Le riforme previdenziali in Italia si fanno incredibilmente al buio, cioè senza valutare lo stato di salute della categoria professionale. In altre parole si vara la riforma sulla carta senza tenere conto in alcun modo di età anagrafica e anzianità di servizio. Così facendo non si va lontano e si è costretti a innestare la retromarcia come ha fatto il precedente governo, dichiarando usurante la categoria professionale delle maestre della scuola d’infanzia (ma in realtà, come mostrano gli studi ad oggi disponibili, lo sono tutti i livelli d’insegnamento) e consentire il prepensionamento.
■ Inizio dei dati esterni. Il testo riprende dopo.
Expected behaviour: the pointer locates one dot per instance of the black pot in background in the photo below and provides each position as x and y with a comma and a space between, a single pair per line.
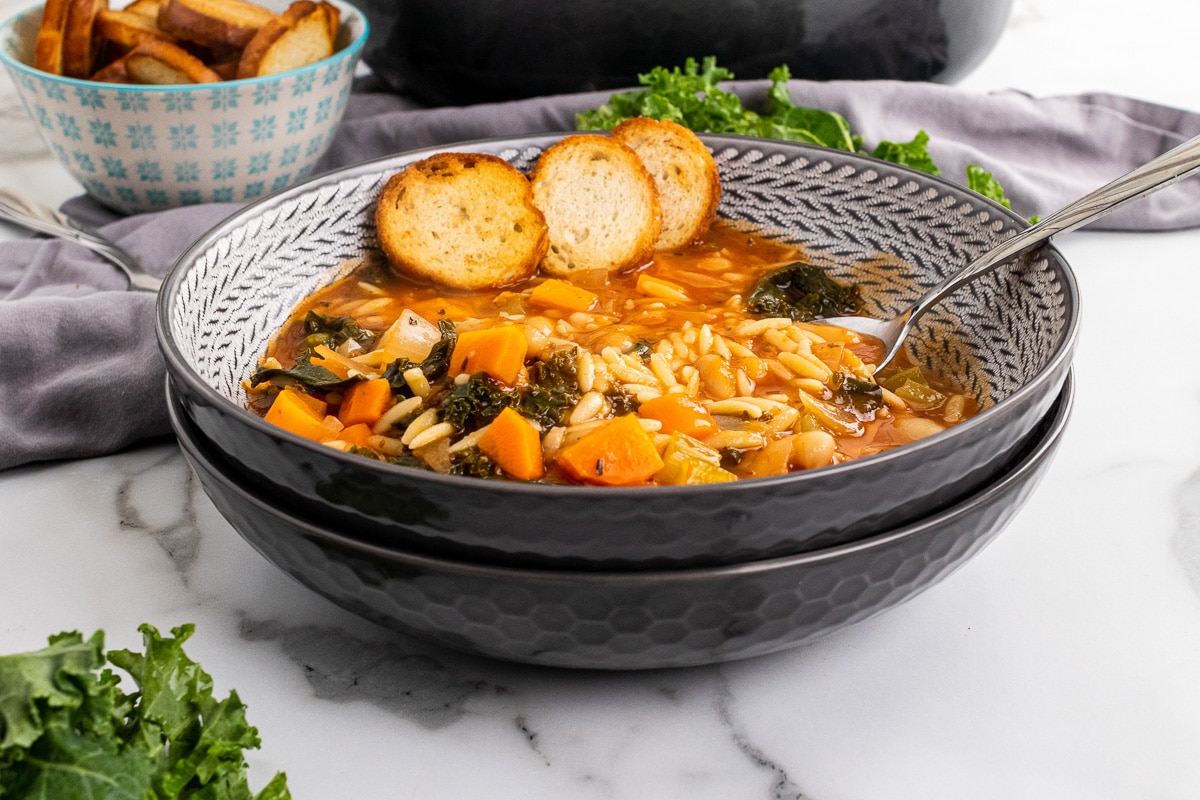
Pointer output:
457, 52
Siamo veramente arrivati al momento in cui il medico del lavoro deve possedere anche la specialità in geriatria e viceversa. 

 

Cosa suggerirebbe alla ministra Fedeli in merito alla prevenzione, gestione e cura del burn-out dei docenti di cui scrisse ampiamente il suo predecessore Tullio De Mauro quando presentò il dossier “Scuola di follia” nel lontano 2004?

Riassumendo le direi di: a) avviare subito su scala nazionale gli studi sulle malattie professionali dei docenti; b) finanziare e attuare la prevenzione dello stress lavoro-correlato nei docenti tenendo in debito conto età e sesso come vuole la legge (art. 28 Dl 81/08); c) formare i dirigenti in merito alle loro incombenze medico-legali; d) avviare a tappeto i controlli perché la prevenzione e formazione sia fatta efficacemente in tutte le scuole; e) informare annualmente l’opinione pubblica sulla reale condizione di salute del corpo docente. Per fare questo, mi creda, non ci vuole una laurea.